Sa réponse (je paraphrase) : « Je ne peux pas parler au nom de toutes les femmes musulmanes, je ne parle même pas au nom de ma sœur qui l’a retiré pour des raisons différentes des miennes, mais quand je suis arrivée au Québec, j’ai ressenti le besoin de le porter, sans l’avoir même porté dans mon pays d’origine. Je vivais des difficultés, le voile me confortait, me rappelait mon pays, mes valeurs, qui j’étais. Et puis au fil du temps, en vivant dans mon quartier (en banlieue nord), j’ai découvert les Québécois. Et je me suis rendu compte que les valeurs que représentait pour moi le voile étaient les valeurs des gens de mon quartier. Alors je l’ai retiré. Je n’en avais plus besoin ».

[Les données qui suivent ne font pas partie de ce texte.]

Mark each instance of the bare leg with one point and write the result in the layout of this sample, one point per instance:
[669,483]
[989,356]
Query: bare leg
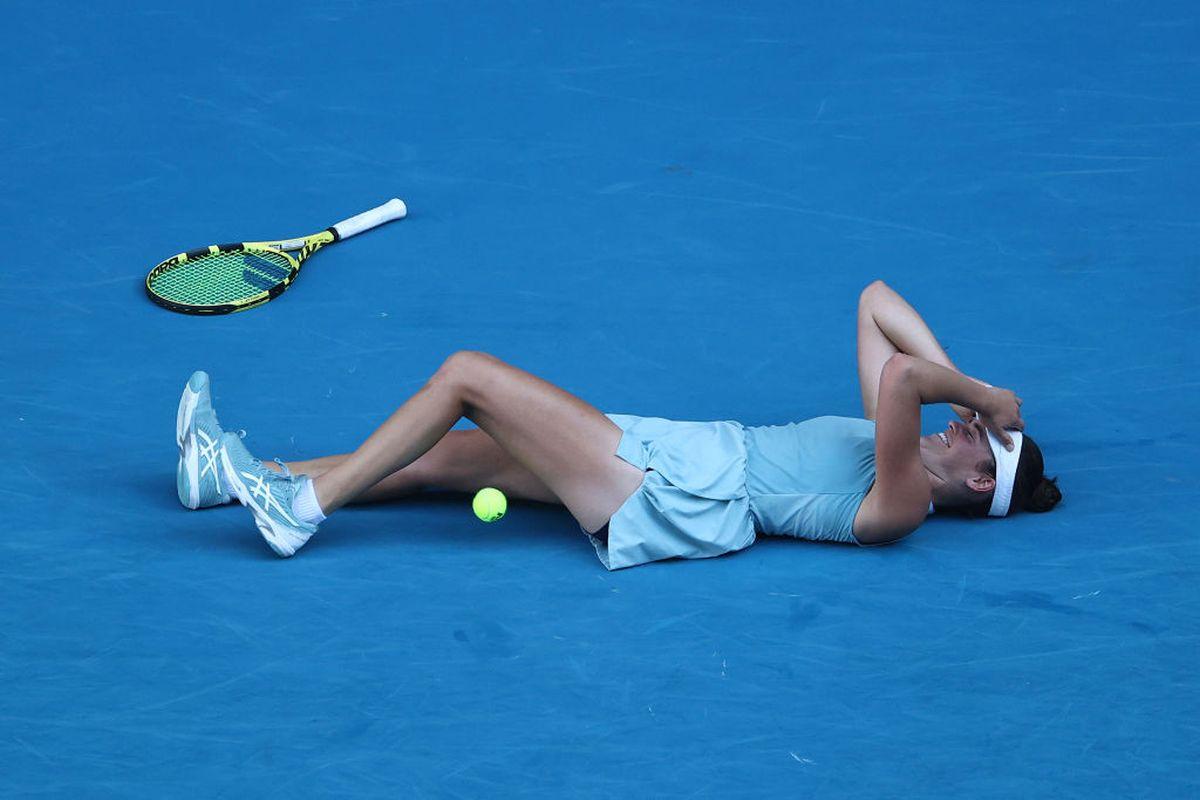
[462,461]
[565,443]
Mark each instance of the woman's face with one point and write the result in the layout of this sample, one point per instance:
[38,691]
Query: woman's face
[954,455]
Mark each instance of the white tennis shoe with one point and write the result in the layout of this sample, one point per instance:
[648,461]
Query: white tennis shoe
[198,434]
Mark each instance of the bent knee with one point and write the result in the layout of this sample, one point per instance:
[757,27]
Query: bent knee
[462,365]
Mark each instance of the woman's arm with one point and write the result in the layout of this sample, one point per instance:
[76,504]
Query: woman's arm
[887,325]
[898,501]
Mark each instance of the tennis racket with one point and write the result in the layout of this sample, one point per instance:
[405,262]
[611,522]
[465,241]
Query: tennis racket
[223,278]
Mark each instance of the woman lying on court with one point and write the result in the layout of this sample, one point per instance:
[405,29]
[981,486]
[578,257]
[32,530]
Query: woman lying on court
[648,488]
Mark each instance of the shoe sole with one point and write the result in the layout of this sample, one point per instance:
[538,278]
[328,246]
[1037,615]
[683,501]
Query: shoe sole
[262,519]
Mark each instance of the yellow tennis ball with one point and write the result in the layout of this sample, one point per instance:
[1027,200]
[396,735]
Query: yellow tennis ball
[490,504]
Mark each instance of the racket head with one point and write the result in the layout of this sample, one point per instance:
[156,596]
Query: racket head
[226,278]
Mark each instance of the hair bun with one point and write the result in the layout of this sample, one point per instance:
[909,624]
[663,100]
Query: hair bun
[1045,495]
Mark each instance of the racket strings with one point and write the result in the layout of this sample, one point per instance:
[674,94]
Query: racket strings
[225,277]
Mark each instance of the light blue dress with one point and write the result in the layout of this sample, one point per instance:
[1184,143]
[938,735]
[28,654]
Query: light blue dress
[715,485]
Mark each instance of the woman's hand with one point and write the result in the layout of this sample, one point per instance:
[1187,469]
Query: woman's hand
[1003,414]
[966,414]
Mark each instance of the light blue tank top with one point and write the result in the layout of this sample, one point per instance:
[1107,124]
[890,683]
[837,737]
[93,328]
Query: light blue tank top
[808,479]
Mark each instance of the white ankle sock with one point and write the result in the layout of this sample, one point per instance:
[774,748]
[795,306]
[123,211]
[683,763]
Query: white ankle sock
[305,506]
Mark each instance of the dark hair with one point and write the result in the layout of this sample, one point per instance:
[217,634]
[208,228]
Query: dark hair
[1032,491]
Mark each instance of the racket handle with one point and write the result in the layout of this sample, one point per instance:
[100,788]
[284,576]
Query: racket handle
[393,209]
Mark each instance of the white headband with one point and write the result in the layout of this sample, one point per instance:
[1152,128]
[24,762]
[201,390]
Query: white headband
[1006,471]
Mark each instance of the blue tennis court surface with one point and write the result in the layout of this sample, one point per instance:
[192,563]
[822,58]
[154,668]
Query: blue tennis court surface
[667,209]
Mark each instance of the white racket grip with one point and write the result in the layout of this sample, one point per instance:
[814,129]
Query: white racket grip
[393,209]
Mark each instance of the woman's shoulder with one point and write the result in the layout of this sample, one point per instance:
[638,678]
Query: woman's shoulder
[876,524]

J’avoue que je ne m’attendais pas à ça. Donc, vous voulez dire que vous portiez le voile pour vous rappeler les valeurs de votre pays et que finalement, le Québec avait les mêmes valeurs, donc vous l’avez retiré ?

Oui.

Cerveau fondu. Quand on se mélange, on finit toujours par remarquer qu’on est tous pareils. Mais encore faut-il oser, ou juste avoir l’occasion de se mélanger. Prenez l’autobus.